We do, however, have the right to criticize people who ban IA from their site.
If they have fears about losing revenue - and although I find them silly - there are other ways of going about it, such as only allowing access to pages some weeks or months after they've been published.
Civility is a good keyword, and while this may be a bit of a stretch, imagine sitting in public cafés and writing down what people say, and then criticizing people for lowering their voice and turning their back so you can't read their lips, even though you genuinely mean well, and just want to preserve daily public life for future historians. In general, this is what this attitude of "the internet" feeling entitled to whatever was ever posted anywhere feels to me. Maybe I just don't get it, but I really don't get it.

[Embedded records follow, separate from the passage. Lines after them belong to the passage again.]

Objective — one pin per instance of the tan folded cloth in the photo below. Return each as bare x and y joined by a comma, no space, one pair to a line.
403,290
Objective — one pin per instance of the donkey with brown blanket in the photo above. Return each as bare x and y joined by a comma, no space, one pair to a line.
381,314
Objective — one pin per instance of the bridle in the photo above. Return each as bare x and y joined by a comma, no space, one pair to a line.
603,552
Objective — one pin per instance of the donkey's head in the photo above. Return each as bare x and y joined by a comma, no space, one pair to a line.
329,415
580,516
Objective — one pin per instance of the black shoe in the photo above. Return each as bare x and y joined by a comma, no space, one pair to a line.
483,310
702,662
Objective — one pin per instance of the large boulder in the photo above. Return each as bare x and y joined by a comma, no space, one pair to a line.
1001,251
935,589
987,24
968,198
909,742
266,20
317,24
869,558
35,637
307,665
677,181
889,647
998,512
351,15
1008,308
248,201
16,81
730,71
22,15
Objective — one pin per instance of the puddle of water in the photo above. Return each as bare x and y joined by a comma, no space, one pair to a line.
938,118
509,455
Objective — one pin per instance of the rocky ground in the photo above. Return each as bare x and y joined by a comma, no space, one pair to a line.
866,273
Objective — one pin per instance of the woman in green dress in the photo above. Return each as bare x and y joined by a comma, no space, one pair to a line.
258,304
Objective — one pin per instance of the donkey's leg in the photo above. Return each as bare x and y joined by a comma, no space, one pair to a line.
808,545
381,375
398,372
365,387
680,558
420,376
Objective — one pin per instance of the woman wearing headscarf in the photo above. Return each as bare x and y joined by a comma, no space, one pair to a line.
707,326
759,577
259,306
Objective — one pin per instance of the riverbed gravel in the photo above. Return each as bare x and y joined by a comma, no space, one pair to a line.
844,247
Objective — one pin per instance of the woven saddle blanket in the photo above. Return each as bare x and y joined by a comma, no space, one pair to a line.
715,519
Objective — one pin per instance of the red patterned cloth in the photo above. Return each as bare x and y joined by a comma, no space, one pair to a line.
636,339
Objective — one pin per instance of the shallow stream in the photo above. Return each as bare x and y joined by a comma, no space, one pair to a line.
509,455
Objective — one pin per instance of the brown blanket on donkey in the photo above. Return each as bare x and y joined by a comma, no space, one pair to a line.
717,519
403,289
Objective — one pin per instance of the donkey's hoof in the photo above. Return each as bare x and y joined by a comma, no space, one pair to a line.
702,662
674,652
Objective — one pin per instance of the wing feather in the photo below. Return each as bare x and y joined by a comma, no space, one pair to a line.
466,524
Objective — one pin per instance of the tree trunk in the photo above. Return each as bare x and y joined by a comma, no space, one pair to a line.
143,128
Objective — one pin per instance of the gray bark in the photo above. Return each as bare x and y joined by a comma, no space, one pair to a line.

I think the question wether a private conversation should be recorded just because it's in public, just because you can, is kind of a no-brainer, but here are ones I don't have an answer to: Should an artist be allowed to make a performance and ask it to not be recorded? Should someone be able to hold a political speech and ask the same? For me the answers are kind yes, and no-ish... but what about political art? Are we allowed to try to influence people, and then try to erase the traces? Now that is tricky, and I may have ended up ranting myself into agreeing more with the IA "side" of the argument than I expected to. Because either something is personal, trivial in one way or another, or commercial and/or political. Personal things I think should be respected, but commercial and political things shouldn't be, they do belong to historians. Well, fuck.
[this is why I "blog" bit, actually -- because posting stuff online makes me think harder about them than I would otherwise, I don't even need an actual audience for that, just the possibility of one -- but that's also why I don't feel great about all of that floating around forever, it's all rather temporary in nature, a process.. and the person who wrote stuff a year ago does not exist anymore, so why should the name of this current person be attached to it?]